Paige Ponder ’96 and the nonprofit she leads, One Million Degrees (OMD), are trying to change minds. Achieving their mission of increasing community college students’ graduation rates in Chicago means elevating that population’s stature in society while simultaneously helping these students envision how they can succeed against great odds.
“Community colleges generally exist sort of on the margins of [employers’] thinking even though they serve not a marginal population, but half of the public undergraduate population in Illinois and I think across the country,” Ponder explained. “But when I tell people that, they’re shocked.” Employers “should be rolling out the red carpet” for these hard-working students, she added emphatically, instead of excluding them by requiring a 4-year degree.
Most of the day-to-day work of OMD, she said, involves helping community college students overcome two types of challenges: “external” ones like working while in school, supporting dependents, or not having computers or internet access at home; and “internal” ones, like wondering whether they really belong in college or if they have what it takes to finish their degrees.
OMD has developed a combination of services to combat these barriers. Upon acceptance into the program, a student is referred to as an “OMD scholar” and is assigned a program coordinator who creates an individualized plan, designating how frequently the student will meet with the program coordinator on their campus, and introducing them to a volunteer coach — usually a professional working in an industry related to that student’s studies or interests. In addition, about 40 precent of participants will be assigned an OMD tutor to support them academically. All OMD scholars earn a stipend if they meet program expectations.
Ponder said that while students are often initially attracted to the program by the stipend and the free tutoring, halfway through, when the scholars are asked to rank the services, the majority say the program coordinators and coaches are what they value most.
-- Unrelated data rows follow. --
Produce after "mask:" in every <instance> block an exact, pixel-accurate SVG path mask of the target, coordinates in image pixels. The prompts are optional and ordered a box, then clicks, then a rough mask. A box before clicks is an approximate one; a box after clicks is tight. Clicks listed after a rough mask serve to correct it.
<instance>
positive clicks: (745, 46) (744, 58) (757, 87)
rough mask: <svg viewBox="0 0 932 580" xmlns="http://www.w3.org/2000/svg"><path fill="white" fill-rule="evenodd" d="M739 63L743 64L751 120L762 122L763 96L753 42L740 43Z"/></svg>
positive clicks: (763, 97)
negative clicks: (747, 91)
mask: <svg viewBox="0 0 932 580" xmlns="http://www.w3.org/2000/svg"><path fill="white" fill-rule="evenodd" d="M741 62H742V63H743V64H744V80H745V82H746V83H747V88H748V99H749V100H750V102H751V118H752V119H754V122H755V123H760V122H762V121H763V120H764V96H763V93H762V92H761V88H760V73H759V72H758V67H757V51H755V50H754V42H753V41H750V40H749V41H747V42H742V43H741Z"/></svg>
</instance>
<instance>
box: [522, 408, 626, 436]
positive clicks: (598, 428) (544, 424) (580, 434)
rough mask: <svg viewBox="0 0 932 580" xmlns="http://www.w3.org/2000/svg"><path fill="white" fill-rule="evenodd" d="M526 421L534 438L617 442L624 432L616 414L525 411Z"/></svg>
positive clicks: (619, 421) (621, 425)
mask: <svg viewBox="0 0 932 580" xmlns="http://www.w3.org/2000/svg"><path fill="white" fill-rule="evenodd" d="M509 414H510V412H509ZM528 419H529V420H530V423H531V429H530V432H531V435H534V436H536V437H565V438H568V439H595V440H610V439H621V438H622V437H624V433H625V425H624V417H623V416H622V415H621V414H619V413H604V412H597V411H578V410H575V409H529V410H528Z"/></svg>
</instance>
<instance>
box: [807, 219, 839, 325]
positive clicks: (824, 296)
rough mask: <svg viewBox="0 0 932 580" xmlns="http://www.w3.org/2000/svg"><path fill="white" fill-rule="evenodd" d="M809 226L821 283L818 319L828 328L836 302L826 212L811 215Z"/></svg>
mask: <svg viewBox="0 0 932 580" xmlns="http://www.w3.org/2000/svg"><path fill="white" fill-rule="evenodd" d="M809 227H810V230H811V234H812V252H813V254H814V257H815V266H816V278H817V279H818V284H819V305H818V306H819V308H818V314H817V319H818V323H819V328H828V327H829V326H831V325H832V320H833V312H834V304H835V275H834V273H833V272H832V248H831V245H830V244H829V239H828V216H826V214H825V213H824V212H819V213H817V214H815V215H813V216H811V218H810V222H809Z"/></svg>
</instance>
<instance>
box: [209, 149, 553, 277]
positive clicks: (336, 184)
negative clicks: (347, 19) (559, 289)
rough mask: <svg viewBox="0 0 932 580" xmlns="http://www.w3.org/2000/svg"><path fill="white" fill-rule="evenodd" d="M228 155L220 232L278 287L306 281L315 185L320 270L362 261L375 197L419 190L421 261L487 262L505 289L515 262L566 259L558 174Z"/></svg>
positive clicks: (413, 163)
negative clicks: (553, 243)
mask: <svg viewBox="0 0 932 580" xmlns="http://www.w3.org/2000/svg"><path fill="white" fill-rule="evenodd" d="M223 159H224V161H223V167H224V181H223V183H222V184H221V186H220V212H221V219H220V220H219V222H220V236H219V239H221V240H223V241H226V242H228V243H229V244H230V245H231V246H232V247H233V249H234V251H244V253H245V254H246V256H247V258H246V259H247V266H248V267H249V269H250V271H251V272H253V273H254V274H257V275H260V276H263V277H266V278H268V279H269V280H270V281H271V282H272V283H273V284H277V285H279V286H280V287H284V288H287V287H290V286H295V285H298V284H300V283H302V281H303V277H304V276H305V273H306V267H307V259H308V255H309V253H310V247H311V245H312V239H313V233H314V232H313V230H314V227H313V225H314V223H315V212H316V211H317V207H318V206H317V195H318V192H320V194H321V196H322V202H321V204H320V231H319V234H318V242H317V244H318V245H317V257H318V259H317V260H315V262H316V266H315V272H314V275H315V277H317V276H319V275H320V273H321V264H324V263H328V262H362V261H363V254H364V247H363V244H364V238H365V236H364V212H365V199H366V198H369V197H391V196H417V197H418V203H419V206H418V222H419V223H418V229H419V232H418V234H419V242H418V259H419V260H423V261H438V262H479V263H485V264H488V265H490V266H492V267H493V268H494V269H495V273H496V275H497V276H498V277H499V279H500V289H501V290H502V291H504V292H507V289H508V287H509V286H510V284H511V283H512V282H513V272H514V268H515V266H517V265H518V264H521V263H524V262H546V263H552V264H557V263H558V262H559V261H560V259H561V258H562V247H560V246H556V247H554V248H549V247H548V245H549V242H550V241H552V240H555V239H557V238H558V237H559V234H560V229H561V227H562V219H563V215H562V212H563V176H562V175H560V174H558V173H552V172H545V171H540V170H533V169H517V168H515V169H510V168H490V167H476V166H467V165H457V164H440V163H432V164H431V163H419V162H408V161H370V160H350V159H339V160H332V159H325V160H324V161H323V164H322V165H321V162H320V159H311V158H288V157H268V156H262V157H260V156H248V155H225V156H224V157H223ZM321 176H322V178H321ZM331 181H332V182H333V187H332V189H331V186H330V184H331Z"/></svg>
“They want to take this chance to get this degree and get a job and really make something of their lives,” Ponder explained. “Many are seeking a community that is really going to support them in doing this.”
Experiences at Princeton helped launch Ponder in this direction. She took a sociology of poverty class sophomore year with Professor Sara McLanahan, which led her to apply to the Woodrow Wilson School of Public and International Affairs, where she pursued a self-designed concentration in poverty, welfare policy, and education.
In addition, the mentoring Ponder received as a Princeton Project 55 Fellow from Chet Safian ’55 helped set her course. She started the fellowship as a teacher in an under-resourced Catholic school in the South Bronx, and stayed on an additional three years, becoming assistant principal and development director. When she told Safian she wanted to keep growing as a leader in education, his advice was nontraditional, but astute: He told her to go to business school. She landed at the Kellog School of Management at Northwestern University.
“Kellog turned out to be a really good choice because a lot of people there are interested in social impact, so I found lots of kindred spirits,” Ponder said. “In hindsight, I think really what I was doing was preparing myself to do something just like this.”
Ponder’s MBA training prepared her to help OMD grow. When she came on board in 2012, OMD was six years old and serving 125 students per year. Five years later, the program serves 800 students per year with 30 staff members and 700 volunteer coaches. She has helped to raise $15 million for OMD during her tenure, and the graduation rate for students they serve who are full-time students and attending college for the first time is double the graduation rate of the overall population of community college students in Chicago and Illinois.
Ponder recalls being influenced by a podcast she heard that asserted that community colleges are engines of social mobility. “The people that are in our programs are total rock stars,” she said, noting that 85 percent of alumni continue their education beyond an associate’s degree or are working, or both at the same time. “They’re getting jobs we hope will put them in a position to be upwardly mobile.”